Acidentes de trânsito elevam casos de traumatismo craniano

Rede Brasil
22/07/2015

Em alusão ao Dia do Motorista, a Sociedade Brasileira de Neurocirurgia alerta para a boa conduta no trânsito

O Dia do Motorista, comemorado no próximo dia 25 é um bom motivo para conscientizar motoristas, pedestres e ciclistas: prudência, bom senso, respeito ao outro e boa conduta podem evitar acidentes de trânsito, responsáveis por milhares de mortes, casos de invalidez, traumatismos cranianos e gastos na área da saúde - considerando-se socorro, tratamento e reabilitação das vítimas. Entre as sequelas mais graves está o traumatismo craniano, quando ocorre pancada na cabeça. “Se o cérebro inchar, poderá ter consequências graves e, às vezes, necessitar de uma craniectomia, uma técnica responsável pela retirada de parte do crânio para que ele não comprima o cérebro.”, explica o neurocirurgião Luiz Daniel Cetl, da Sociedade Brasileira de Neurocirurgia (SBN).

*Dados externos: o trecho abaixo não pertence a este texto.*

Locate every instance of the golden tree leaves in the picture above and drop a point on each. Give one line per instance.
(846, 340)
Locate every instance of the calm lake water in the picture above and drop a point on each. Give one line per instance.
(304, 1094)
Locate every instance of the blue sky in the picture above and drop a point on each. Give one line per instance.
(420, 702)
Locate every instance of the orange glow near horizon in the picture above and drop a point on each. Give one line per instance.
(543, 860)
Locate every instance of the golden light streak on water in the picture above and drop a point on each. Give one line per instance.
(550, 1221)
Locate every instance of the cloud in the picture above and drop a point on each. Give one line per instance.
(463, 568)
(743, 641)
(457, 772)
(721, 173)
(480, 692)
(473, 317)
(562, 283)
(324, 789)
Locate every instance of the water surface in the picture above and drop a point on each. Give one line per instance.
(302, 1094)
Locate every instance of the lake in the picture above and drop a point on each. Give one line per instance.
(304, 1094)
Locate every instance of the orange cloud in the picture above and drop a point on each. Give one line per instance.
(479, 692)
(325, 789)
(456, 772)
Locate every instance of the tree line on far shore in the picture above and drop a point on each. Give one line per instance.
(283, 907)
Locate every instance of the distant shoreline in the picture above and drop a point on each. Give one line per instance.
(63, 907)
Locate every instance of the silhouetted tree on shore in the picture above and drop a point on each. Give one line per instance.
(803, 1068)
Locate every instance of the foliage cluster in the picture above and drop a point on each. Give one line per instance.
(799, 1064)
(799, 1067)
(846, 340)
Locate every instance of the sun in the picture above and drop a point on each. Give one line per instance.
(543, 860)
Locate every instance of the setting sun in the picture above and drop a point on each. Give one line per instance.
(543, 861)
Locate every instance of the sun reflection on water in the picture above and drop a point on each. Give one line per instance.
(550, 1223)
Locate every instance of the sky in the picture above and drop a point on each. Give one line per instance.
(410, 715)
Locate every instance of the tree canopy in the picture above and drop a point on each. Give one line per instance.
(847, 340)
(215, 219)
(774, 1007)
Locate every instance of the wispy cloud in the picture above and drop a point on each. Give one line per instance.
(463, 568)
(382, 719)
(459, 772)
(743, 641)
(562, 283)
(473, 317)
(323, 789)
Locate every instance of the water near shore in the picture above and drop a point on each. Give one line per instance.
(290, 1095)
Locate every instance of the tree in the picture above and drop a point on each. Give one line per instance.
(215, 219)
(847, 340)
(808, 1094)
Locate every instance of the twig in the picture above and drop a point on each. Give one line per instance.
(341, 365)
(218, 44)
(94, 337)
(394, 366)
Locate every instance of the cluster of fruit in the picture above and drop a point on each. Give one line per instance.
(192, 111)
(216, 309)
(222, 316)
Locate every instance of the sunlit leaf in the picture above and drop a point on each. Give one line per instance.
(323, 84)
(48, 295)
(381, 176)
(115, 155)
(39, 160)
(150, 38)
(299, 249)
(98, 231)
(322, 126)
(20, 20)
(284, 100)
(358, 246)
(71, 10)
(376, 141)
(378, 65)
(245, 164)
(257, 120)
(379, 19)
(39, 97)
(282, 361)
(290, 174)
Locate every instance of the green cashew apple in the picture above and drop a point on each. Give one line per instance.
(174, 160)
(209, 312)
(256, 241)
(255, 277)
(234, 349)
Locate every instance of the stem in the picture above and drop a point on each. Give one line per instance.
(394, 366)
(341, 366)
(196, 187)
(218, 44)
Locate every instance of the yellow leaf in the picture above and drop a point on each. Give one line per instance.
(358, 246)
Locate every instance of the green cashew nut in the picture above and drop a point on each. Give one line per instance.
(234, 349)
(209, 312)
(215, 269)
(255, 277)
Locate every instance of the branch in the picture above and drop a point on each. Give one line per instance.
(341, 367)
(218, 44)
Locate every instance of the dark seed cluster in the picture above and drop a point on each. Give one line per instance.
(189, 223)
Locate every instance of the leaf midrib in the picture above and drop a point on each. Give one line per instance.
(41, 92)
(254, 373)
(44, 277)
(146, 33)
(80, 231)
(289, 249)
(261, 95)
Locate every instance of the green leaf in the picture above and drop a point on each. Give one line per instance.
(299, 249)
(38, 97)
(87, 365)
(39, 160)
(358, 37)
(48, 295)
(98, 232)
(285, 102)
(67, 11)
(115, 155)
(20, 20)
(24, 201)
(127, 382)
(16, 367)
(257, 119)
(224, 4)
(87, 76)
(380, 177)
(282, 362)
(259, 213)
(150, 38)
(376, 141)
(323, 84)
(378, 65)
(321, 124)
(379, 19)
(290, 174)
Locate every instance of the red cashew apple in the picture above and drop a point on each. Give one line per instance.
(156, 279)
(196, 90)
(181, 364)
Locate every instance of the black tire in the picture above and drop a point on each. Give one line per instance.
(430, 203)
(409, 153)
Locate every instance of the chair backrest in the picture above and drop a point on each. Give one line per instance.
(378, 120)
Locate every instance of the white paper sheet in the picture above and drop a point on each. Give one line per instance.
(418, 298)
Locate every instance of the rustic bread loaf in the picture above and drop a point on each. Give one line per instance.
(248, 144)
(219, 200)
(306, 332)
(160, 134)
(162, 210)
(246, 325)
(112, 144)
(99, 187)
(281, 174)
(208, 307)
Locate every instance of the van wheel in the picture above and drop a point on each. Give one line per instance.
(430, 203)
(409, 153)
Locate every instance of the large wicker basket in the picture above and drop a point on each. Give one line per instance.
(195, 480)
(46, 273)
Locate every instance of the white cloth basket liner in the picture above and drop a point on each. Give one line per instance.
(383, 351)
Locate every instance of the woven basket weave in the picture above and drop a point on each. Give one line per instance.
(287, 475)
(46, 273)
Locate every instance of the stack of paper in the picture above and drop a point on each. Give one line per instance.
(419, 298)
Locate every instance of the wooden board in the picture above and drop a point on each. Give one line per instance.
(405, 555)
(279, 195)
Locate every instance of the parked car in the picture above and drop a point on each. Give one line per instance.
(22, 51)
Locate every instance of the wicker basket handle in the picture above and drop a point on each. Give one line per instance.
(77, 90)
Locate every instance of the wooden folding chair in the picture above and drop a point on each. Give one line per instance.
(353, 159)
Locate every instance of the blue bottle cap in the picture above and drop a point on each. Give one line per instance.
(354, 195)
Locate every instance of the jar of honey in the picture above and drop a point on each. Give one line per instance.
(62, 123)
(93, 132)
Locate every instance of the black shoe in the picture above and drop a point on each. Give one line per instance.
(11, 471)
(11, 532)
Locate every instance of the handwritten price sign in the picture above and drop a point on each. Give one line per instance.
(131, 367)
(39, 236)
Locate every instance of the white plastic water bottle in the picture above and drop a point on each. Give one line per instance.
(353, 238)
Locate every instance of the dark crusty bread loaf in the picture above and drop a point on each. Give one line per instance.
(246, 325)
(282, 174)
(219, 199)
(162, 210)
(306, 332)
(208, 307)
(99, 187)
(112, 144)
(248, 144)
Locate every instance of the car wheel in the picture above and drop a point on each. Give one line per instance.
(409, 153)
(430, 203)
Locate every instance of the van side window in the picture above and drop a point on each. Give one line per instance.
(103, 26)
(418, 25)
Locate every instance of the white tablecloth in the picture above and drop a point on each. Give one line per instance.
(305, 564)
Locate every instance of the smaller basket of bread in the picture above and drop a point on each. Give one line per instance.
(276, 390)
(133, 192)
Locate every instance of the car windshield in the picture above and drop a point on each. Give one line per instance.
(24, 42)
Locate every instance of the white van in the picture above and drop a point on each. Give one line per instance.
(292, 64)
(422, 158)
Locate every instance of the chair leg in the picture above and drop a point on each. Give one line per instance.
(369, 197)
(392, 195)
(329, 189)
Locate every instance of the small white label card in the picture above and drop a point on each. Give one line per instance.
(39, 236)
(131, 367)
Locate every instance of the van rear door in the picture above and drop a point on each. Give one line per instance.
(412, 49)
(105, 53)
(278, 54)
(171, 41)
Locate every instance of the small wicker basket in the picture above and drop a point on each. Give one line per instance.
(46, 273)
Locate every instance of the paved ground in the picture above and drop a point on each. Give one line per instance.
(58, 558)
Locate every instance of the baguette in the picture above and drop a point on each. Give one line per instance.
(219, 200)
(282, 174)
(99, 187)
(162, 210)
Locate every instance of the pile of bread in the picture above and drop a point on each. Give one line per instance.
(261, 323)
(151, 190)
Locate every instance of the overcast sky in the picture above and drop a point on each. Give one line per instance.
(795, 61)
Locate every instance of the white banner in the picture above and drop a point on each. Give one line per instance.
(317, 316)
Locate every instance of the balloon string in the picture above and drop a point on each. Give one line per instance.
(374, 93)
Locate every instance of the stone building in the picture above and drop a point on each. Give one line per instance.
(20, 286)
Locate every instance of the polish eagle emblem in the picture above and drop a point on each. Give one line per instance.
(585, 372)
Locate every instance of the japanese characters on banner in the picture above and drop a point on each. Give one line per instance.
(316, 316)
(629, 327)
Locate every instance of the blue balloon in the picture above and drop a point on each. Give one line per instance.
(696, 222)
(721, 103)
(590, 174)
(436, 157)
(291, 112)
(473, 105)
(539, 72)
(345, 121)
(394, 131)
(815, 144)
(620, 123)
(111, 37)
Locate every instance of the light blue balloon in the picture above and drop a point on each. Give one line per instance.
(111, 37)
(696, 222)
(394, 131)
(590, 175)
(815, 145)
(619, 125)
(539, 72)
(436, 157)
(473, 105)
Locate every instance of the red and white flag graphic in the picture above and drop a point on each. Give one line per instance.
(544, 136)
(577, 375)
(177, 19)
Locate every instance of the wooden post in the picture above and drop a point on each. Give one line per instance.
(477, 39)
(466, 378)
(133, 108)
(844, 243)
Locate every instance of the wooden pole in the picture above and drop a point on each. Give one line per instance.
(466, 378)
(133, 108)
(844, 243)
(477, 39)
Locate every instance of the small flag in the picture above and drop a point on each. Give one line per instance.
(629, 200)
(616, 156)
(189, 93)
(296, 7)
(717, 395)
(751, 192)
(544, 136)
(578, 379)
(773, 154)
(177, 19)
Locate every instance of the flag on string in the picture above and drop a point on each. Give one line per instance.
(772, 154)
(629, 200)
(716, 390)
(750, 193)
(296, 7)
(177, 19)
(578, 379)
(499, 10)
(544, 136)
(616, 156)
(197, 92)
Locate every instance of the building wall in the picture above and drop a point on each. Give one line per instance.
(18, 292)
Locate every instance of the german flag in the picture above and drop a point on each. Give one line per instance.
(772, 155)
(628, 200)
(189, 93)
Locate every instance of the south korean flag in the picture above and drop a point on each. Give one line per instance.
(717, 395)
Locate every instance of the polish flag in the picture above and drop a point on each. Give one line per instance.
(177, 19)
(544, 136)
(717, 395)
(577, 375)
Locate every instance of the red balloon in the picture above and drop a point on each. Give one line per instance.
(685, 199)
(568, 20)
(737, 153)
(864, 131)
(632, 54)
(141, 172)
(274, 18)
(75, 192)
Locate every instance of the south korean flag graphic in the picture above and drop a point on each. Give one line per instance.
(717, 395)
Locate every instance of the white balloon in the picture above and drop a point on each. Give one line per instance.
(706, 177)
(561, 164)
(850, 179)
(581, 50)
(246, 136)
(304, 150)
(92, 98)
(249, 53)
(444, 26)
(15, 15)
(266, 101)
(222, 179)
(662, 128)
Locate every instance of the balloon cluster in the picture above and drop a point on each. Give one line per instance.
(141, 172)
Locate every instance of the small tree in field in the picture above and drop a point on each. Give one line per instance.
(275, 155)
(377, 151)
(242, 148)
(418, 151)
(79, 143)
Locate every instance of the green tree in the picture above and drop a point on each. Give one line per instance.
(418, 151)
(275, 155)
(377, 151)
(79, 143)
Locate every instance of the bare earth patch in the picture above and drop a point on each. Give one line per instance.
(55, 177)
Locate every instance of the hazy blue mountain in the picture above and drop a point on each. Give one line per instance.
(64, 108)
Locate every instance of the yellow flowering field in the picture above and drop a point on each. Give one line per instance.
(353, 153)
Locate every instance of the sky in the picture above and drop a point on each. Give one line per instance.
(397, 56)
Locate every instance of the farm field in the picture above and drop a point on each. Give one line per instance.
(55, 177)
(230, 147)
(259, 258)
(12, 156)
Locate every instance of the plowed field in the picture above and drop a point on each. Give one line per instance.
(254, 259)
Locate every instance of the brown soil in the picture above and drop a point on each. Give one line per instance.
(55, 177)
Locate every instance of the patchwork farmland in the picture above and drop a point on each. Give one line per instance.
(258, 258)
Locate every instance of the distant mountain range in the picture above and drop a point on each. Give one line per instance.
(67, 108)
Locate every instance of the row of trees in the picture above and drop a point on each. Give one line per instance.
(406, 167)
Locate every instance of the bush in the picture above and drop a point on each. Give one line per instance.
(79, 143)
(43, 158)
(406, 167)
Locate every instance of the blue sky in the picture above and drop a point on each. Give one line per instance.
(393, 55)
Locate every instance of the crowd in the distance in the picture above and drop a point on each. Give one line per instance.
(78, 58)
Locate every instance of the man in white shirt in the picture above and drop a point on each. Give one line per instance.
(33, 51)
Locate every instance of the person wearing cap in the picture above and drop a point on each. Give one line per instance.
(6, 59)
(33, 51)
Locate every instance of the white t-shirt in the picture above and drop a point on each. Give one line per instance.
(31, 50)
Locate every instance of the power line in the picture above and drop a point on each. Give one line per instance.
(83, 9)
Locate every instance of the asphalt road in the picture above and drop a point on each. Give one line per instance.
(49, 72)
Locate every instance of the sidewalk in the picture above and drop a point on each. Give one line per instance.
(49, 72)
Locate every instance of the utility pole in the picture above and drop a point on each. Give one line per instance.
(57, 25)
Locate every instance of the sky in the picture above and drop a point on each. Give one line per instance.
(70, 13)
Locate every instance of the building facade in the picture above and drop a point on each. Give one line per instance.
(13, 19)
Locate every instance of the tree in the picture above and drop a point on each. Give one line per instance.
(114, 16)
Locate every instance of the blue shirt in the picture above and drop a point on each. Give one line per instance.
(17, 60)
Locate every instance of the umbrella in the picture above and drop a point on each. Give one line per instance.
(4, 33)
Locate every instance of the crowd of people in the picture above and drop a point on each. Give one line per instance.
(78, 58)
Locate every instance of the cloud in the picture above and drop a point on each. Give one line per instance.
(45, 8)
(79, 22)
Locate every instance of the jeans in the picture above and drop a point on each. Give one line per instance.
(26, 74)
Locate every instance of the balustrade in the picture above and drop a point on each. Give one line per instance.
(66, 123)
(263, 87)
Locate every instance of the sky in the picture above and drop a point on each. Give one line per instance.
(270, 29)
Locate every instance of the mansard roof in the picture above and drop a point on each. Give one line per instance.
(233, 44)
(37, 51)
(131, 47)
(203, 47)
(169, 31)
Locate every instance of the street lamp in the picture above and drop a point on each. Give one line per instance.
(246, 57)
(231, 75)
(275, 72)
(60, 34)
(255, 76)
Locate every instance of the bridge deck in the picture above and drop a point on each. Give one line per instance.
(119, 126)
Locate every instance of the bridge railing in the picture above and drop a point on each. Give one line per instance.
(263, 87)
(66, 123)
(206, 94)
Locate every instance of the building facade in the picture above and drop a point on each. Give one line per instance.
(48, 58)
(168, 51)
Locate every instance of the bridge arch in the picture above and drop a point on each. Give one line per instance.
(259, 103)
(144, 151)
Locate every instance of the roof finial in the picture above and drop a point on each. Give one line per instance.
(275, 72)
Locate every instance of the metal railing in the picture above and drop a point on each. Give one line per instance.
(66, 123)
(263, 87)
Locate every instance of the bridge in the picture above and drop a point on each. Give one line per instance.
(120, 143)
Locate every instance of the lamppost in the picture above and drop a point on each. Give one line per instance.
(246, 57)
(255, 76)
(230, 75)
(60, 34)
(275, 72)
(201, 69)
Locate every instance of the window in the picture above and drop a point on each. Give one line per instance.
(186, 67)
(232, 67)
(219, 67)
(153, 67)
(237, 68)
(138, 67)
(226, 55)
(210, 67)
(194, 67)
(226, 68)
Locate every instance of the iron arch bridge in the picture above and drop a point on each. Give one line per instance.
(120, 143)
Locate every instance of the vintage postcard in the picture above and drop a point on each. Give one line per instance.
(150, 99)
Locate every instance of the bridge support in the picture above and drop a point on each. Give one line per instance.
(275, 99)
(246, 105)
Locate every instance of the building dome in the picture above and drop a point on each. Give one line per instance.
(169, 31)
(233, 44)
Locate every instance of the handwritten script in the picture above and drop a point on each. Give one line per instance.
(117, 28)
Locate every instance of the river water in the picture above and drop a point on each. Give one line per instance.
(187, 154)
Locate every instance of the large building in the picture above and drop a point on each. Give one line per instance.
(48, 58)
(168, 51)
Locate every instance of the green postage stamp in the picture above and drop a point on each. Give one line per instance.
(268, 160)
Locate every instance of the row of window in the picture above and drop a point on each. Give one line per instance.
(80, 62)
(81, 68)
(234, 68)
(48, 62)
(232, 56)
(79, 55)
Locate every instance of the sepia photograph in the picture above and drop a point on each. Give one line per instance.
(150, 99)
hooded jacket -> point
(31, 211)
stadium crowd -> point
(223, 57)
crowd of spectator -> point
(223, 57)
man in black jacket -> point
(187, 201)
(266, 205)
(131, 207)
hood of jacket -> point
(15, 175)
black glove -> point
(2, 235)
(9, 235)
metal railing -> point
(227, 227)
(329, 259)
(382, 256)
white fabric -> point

Em 2014, segundo o Ministério da Saúde, foram 201 mil feridos hospitalizados, 52.200 indenizações por morte e 596 mil pessoas indenizadas por invalidez, conforme dados do seguro DPVAT (Danos Pessoais causados por Veículos Automotores de Via Terrestre). No mesmo ano, a Polícia Rodoviária Federal (PRF) registrou 100.396 acidentes envolvendo feridos e 8.227 acidentes com registro de óbito nas estradas federais. Pesquisa realizada pelo Ibope (2014) também apontou que, somente em São Paulo, o número de usuários de bicicleta é de 261 mil pessoas.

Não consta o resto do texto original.